La loi de 1905, enjeux d’hier et d’aujourd’hui
Le présent dossier n’a pas pour objet d’embrasser l’ensemble des problématiques liées à la laïcité. Dans ce numéro nous abordons principalement la clef de voûte de la laïcité institutionnelle, à savoir la loi de 1905. Son élaboration, son contenu et les attaques dont elle est l’objet.
Une première remarque en préambule : cette loi n’emploie pas le mot “laïcité” ni d’ailleurs “religion”, et une seule fois “Église” ! La loi de 1905 est la loi de “séparation des Églises et de l’État”, elle parle de “culte” mais pas de religion.
Car il y a deux façons de comprendre le terme “religion » :
– la religion comme un ensemble de croyances individuelles donc relevant de la sphère privée ;
– la religion comme corpus d’idées et de pratiques, plus ou moins structurée et ayant un point de vue sur le sens de la vie, les valeurs qui doivent s’appliquer dans la société et au final une conception de la société. Elle donne des indications sur quel but tendre, et comment organiser la société pour l’atteindre. Toute religion importante se structure comme un appareil, l’Église pour les chrétien·nes, qui défend des intérêts matériels et politiques : elle est avant tout une force politique et sociale – au mieux conservatrice et obstacle à l’émancipation – et le fond du problème est là.
C’est cette réalité qui est concernée par la loi de 1905, comme le montrent d’ailleurs les débats de l’Assemblée.

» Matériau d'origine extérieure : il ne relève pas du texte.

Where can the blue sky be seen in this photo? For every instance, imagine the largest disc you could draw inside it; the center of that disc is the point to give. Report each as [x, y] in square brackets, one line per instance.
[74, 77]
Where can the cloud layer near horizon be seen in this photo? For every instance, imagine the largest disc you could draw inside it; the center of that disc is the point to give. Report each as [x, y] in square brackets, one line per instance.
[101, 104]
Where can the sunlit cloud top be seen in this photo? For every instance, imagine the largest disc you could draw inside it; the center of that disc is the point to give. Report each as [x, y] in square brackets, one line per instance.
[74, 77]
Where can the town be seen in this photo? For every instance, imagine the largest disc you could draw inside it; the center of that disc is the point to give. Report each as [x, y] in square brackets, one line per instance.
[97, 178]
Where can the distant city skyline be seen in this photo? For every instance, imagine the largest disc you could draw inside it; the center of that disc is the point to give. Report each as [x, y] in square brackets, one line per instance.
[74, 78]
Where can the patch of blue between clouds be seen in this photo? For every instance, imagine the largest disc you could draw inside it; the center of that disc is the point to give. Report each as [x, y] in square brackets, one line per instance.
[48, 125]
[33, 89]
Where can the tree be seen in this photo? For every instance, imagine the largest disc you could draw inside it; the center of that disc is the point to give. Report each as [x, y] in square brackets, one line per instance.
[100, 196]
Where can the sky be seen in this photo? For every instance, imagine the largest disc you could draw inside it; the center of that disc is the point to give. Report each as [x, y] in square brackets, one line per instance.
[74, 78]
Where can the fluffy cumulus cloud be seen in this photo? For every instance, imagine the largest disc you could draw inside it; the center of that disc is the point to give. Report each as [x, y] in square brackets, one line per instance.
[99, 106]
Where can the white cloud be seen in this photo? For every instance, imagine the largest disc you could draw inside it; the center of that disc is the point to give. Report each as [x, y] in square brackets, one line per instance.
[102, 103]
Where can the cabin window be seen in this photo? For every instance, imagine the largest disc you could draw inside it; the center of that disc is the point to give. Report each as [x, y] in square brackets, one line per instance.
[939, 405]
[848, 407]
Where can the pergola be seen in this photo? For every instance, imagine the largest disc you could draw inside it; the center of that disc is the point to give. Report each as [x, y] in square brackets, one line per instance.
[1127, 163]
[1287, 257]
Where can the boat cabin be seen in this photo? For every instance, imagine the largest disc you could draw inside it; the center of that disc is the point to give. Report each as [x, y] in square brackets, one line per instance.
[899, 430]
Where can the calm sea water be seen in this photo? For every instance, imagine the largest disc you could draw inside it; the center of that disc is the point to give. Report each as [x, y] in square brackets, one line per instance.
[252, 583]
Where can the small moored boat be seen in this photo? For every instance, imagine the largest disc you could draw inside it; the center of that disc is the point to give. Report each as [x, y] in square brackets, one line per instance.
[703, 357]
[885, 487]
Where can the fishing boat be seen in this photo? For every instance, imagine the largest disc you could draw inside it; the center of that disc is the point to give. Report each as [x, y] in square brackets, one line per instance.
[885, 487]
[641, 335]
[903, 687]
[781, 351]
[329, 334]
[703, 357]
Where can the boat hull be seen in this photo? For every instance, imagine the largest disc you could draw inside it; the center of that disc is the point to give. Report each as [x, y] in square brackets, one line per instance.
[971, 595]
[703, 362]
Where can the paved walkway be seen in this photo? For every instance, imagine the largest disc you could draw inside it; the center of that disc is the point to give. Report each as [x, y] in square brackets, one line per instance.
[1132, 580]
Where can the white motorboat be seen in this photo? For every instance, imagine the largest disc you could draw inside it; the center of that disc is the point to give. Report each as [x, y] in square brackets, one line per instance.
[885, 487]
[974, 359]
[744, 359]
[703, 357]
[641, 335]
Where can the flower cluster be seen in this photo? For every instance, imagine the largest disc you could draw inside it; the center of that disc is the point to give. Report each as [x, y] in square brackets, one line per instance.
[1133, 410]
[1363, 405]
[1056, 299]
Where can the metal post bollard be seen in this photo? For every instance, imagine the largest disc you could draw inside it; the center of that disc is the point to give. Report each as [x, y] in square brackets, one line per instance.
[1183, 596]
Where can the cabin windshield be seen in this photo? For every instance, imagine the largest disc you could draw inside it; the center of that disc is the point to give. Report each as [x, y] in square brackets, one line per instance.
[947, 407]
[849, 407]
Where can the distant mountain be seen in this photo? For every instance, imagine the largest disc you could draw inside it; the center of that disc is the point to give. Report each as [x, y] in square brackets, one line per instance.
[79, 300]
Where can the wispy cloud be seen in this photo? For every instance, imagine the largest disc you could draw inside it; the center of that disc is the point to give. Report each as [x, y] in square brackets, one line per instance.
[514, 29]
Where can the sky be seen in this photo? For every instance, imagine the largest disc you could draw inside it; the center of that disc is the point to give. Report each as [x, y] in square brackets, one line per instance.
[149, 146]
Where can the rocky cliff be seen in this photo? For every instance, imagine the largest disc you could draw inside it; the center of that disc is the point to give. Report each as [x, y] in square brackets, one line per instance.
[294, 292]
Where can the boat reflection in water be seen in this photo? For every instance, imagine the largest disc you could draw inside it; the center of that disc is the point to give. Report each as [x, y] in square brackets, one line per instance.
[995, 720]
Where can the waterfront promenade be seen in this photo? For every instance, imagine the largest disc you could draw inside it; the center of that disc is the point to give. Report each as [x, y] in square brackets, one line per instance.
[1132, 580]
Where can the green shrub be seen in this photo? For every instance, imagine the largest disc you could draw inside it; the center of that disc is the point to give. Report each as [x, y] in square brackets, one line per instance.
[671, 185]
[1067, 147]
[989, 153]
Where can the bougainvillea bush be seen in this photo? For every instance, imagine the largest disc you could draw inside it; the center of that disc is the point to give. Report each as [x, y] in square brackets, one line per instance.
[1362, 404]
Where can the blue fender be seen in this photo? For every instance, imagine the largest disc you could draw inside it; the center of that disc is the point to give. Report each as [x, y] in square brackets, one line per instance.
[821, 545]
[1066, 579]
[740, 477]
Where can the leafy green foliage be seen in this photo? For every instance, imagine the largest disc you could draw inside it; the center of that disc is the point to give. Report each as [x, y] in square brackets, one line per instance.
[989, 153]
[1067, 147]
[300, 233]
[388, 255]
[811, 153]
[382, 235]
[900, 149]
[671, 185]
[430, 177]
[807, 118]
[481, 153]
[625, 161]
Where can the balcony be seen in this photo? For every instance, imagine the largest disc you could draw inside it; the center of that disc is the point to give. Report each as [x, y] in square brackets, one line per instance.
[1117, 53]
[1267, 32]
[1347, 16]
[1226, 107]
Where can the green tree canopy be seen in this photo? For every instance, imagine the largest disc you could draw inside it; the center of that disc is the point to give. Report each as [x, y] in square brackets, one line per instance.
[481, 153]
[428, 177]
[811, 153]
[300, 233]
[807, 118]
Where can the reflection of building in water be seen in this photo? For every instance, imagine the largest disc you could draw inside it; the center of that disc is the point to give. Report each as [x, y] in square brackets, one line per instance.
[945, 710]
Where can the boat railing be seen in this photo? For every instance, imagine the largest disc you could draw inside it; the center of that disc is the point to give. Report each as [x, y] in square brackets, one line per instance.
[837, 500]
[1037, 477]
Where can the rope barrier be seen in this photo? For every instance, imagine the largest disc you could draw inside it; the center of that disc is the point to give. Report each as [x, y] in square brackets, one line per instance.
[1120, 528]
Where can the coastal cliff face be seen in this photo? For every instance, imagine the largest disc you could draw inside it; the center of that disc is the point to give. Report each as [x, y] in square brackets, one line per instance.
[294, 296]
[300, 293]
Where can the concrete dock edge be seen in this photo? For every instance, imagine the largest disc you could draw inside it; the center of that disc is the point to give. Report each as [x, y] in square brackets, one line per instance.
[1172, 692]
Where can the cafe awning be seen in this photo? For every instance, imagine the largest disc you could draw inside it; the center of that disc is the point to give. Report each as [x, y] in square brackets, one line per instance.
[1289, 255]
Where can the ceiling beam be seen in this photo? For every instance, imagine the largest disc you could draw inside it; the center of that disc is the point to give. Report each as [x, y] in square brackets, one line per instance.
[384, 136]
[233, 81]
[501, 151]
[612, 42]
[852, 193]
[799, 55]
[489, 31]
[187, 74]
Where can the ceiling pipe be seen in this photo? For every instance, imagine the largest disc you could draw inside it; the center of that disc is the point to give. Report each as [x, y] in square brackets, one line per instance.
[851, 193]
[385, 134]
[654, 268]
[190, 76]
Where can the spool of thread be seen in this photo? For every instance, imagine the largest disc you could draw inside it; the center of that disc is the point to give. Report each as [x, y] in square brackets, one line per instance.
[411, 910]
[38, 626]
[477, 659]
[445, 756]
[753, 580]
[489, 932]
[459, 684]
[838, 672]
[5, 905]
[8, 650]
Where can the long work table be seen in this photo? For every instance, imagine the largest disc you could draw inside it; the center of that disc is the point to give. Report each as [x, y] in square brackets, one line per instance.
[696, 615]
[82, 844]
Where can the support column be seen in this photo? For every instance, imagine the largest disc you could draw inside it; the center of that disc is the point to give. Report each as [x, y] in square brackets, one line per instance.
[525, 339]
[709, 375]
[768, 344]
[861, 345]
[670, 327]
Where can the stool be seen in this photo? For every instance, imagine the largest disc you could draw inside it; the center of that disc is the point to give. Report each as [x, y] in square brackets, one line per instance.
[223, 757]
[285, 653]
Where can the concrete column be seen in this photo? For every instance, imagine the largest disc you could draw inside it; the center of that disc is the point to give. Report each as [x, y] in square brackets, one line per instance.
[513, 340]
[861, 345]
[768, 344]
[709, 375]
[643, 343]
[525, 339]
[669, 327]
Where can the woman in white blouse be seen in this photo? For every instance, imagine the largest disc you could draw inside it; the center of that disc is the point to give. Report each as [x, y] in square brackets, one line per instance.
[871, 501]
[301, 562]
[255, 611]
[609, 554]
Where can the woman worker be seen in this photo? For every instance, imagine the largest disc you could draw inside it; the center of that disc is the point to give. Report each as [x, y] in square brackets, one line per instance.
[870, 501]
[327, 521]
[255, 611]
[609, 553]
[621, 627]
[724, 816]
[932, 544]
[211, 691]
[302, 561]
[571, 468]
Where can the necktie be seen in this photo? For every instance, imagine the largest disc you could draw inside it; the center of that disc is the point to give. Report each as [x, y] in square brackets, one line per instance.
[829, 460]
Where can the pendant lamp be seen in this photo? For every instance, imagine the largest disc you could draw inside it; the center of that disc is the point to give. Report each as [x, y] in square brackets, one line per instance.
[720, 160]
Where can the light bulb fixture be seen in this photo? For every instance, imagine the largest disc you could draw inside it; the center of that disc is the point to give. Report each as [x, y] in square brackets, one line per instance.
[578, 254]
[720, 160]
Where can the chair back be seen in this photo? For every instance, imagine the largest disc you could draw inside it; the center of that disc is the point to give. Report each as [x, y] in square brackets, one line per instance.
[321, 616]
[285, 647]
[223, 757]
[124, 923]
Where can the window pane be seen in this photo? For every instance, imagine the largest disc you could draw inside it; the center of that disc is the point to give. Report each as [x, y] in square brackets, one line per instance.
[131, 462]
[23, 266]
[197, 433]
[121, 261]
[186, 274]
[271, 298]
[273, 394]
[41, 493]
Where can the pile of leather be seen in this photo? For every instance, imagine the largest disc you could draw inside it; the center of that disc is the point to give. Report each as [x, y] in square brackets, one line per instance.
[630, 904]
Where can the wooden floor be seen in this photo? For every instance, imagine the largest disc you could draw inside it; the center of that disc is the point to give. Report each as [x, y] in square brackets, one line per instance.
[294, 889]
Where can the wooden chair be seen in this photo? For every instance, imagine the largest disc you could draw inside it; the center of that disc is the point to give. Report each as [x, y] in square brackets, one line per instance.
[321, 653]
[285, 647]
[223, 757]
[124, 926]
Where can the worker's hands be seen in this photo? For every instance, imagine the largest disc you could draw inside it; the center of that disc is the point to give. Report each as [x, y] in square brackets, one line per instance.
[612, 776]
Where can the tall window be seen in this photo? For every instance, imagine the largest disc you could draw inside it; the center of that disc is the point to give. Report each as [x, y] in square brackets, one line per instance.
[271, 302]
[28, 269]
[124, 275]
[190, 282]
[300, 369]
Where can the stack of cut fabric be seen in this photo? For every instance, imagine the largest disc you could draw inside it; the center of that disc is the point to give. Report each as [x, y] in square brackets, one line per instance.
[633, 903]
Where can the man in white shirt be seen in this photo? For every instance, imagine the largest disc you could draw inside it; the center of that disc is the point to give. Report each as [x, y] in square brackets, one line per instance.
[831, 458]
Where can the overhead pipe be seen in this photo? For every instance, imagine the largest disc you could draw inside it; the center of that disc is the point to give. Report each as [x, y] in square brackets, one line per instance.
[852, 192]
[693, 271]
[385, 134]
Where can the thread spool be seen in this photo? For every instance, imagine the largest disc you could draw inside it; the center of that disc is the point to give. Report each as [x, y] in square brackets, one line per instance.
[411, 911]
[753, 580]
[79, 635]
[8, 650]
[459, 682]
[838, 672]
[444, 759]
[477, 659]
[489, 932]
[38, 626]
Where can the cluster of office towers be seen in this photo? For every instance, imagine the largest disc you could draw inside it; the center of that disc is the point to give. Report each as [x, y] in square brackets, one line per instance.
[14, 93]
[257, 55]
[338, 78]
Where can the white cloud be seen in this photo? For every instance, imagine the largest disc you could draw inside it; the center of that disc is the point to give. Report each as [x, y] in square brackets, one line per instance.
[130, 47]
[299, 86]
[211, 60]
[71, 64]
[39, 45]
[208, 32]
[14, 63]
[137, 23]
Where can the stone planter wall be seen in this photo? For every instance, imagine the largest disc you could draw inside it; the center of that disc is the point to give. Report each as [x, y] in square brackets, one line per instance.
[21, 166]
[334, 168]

D’où la notion de “culte” (un religieux étant un “ministre du culte”) : c’est une forme collective d’hommage à une divinité – qui suppose une organisation matérielle – et pas un acte individuel d’expression de sa foi.
La loi ne traite donc pas des questions d’expression individuelle de convictions religieuses. D’une façon générale, elle ne règle pas toutes les questions liées à la laïcité et ne prend pas position sur tous les sujets.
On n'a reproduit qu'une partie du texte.